Last night, I went to my first Business Statistics class, one more step in the lengthy walk towards a graduate degree. It was also my first evening class, and though the school possesses a decent faculty and reasonable prices, it's also an entire county away. Which means lots of driving. In south Florida. During rush hour. Sure, I could take the Interstate, but I might be better off walking given how the flow of traffic congeals from four to seven p.m. So that leaves one of the spotlight-studded parallel streets, an option that’s swifter, although only relatively so. Seems I'm going to spend a lot of time in the car over the next few months.
I’m not complaining, though. I plan to fill that time with audiobooks.
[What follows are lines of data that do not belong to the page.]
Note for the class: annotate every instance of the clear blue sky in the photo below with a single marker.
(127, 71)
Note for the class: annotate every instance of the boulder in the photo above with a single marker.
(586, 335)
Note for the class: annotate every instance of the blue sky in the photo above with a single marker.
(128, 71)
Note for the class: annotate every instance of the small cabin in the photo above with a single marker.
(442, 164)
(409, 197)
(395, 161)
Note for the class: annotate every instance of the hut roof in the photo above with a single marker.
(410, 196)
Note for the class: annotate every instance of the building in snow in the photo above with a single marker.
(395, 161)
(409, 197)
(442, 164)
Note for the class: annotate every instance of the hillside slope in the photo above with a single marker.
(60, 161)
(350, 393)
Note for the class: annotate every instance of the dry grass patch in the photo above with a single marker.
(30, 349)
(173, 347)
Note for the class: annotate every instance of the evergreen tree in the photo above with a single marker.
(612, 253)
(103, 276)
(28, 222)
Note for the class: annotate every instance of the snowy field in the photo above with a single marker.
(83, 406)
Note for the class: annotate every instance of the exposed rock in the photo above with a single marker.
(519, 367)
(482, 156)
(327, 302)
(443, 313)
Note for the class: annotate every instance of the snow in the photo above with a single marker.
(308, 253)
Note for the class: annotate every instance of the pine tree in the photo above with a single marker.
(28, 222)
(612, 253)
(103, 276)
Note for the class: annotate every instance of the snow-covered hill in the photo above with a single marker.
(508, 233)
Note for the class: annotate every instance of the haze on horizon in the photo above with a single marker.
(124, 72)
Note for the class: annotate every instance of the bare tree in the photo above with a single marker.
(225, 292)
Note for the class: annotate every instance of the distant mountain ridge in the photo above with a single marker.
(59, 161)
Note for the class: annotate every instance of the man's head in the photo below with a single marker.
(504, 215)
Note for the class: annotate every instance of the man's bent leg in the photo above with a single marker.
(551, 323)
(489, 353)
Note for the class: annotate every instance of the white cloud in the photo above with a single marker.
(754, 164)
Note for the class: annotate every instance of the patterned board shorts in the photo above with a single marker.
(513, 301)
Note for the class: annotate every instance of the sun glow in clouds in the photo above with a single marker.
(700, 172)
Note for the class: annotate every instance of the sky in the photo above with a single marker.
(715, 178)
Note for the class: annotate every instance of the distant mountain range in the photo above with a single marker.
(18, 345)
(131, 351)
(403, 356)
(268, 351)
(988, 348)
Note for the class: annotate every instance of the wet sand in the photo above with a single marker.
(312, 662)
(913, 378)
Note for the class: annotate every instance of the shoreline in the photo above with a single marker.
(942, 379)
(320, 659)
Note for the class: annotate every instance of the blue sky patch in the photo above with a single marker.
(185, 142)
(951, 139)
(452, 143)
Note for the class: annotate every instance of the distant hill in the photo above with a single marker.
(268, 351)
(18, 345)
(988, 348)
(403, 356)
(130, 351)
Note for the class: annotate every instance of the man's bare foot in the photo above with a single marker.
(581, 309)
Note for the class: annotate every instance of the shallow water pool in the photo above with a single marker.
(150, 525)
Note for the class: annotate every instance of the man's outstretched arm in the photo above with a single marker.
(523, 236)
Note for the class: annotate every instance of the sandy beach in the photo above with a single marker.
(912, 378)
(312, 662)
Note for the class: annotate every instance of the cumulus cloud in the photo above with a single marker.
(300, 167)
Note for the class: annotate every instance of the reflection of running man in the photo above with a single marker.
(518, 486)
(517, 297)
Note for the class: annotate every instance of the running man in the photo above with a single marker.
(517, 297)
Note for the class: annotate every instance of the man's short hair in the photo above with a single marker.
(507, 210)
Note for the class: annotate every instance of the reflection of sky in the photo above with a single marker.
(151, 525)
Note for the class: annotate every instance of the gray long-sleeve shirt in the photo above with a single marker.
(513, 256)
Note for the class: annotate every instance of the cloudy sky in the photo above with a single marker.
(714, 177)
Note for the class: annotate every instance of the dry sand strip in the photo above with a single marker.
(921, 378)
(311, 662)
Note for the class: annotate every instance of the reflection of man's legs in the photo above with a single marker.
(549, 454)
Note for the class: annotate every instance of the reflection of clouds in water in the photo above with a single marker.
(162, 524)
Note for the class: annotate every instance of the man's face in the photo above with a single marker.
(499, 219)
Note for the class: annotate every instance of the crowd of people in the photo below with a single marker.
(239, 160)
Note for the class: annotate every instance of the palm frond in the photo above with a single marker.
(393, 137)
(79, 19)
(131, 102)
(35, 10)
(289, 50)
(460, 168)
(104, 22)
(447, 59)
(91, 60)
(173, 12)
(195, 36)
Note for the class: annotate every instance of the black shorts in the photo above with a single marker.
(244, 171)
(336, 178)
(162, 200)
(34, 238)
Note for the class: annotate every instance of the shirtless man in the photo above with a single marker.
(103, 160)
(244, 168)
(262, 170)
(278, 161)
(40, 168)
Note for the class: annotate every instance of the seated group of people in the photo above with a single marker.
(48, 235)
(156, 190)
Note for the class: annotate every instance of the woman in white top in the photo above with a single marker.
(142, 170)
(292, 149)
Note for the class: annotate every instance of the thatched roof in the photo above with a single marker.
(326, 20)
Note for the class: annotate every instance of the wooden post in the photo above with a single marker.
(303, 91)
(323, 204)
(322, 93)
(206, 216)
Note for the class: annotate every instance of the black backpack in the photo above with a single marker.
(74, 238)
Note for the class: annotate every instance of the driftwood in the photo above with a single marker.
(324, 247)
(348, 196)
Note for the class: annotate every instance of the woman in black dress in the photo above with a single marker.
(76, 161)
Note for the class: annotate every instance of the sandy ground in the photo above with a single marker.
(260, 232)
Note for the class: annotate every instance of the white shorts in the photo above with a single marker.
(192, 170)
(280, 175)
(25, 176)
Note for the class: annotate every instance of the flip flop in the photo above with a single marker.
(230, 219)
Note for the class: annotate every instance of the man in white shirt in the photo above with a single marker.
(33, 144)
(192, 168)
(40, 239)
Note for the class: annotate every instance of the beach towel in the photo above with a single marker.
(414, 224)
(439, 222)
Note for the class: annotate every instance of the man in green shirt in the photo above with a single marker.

Like those who lived back before printing presses, paperbacks and PDFs, we start life with stories being auditory objects. They’re crooned by our mothers when we’re still in the crib. They’re whispered by our fathers during dark nights around the campfire. Then something happens. We learn our letters. We gain literacy. We discover the library and used-book stores and Barnes & Noble. And stories go inward, become silent, stop being spoken or heard.
Now, no one should knock the delights of an hour alone with a good book. But we ought to recall the peculiar virtues of oral reading. A story performed slows us down. It gives us every word and won’t let us skip a jot or tittle. It lingers over riches of description, over the cadences of lovely wordings that the eye darts past so easily. It allows for performance, for letting the strongman sound like a lumbering hulk or permitting the femme fatale to truly smolder. And if the reader happens to also be the author, well, that’s something special indeed.
Thanks to the continuing death of physical storage media (and the concomitant demise of the accursed abridged version), you can find more audiobooks than ever -- and more that are free, too. The Escape Artists’ trio of podcasts offer up ear-tickling joy for lovers of SF (Escape Pod), fantasy (PodCastle) and horror (Pseudopod). TTA Press -- publishers of Interzone, Black Static and Crimewave -- regularly syndicates its best shorts at Transmissions From Beyond, as do the editors of the online magazine Beneath Ceaseless Skies. Splatterpulp author Scott Sigler has podcasted over a half-dozen of his books. And Neil Gaiman has put up a live reading of his latest project, The Graveyard Book, at his official Web site, along with numerous stories and poems at Last.fm.
So what are you waiting for? Get to listening!